In particular, I'd like to introduce an additional argument in the statistics function like stat(x, i, groupvar)
and pass it to the boot function like boot(data, stat(groupvar = group), R = 100)
?
This should do it:
data[, list(list(boot(.SD, stat, R = 10))), by = group]$V1
Using
boot * 1.3-18 2016-02-23 CRAN (R 3.2.3)
data.table * 1.9.7 2015-10-05 Github (Rdatatable/data.table@d607425)
I received an error using the OP's code with the answer supplied by @eddi:
data <- as.data.table(list(x1 = runif(200), x2 = runif(200), group = runif(200)>0.5))
stat <- function(x, i) {x[i, c(m1 = mean(x1), m2 = mean(x2)), by = "group"]}
data[, list(list(boot(.SD, stat, R = 10))), by = group]$V1
Produces the error message:
Error in eval(expr, envir, enclos) : object 'group' not found
The error is fixed by removing by=group
from the function stat
:
set.seed(1000)
data <- as.data.table(list(x1 = runif(200), x2 = runif(200), group = runif(200)>0.5))
stat <- function(x, i) {x[i, c(m1 = mean(x1), m2 = mean(x2))]}
data[, list(list(boot(.SD, stat, R = 10))), by = group]$V1
Which produces the following Bootstrap Statistics results:
[[1]]
ORDINARY NONPARAMETRIC BOOTSTRAP
Call:
boot(data = .SD, statistic = stat, R = 10)
Bootstrap Statistics :
original bias std. error
t1* 0.5158232 0.004930451 0.01576641
t2* 0.5240713 -0.001851889 0.02851483
[[2]]
ORDINARY NONPARAMETRIC BOOTSTRAP
Call:
boot(data = .SD, statistic = stat, R = 10)
Bootstrap Statistics :
original bias std. error
t1* 0.5142383 -0.0072475030 0.02568692
t2* 0.5291694 -0.0001509404 0.02378447
Below, I modify the sample dataset to highlight which Bootstrap Statistic goes with which group-column combination:
Consider group 1 which has a mean value of 10 for x1 and a mean value of 10000 for x2 and group 2 which has a mean value of 2000 for x1 and a mean value of 8000 for x2:
data2 <- as.data.table(list(x1 = c(runif(100, 9,11),runif(100, 1999,2001)), x2 = c(runif(100, 9999,10001),runif(100, 7999,8001)), group = rep(c(1,2), each=100)))
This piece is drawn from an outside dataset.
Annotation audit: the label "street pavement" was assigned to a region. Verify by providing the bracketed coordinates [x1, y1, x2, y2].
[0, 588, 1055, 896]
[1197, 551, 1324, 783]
stat <- function(x, i) {x[i, c(m1 = mean(x1), m2 = mean(x2))]}
data2[, list(list(boot(.SD, stat, R = 10))), by = group]$V1
Which gives:
[[1]]
ORDINARY NONPARAMETRIC BOOTSTRAP
Call:
boot(data = .SD, statistic = stat, R = 10)
Bootstrap Statistics :
original bias std. error
t1* 10.00907 0.007115938 0.04349184
t2* 9999.90176 -0.019569568 0.06160653
[[2]]
ORDINARY NONPARAMETRIC BOOTSTRAP
Call:
boot(data = .SD, statistic = stat, R = 10)
Bootstrap Statistics :
original bias std. error
t1* 1999.965 0.031694179 0.06561209
t2* 8000.110 -0.006569872 0.03992401
Lots of problems in your code before you even get to the by group part.
Did you mean something like this?
data <- as.data.frame(list(x1 = runif(200), x2 = runif(200), group = factor(sample(letters[1:2]))))
stat <- function(x, i) c(m1 = mean(x$x1[i]), m2 = mean(x$x2[i]))
> stat(x,1:10)
m1 m2
0.4465738 0.5522221
Then from there you can worry about doing it by group however you choose to.
For instance:
library(plyr)
dlply( data, .(group), function( dat ) boot(dat, stat, R=10) )
For bigger datasets, try data.table
:
by( seq(nrow(data)), data$group, function(idx) myboot(data[idx,]))
I went with by()
rather than the data.table
's ,by=
argument because you want the output to be a list. There may be some functionality I don't know about for doing that, but I couldn't find it (see the edit history for the problem it was causing).
The subsetting is still done via the data.table
's []
method, so it should be plenty fast.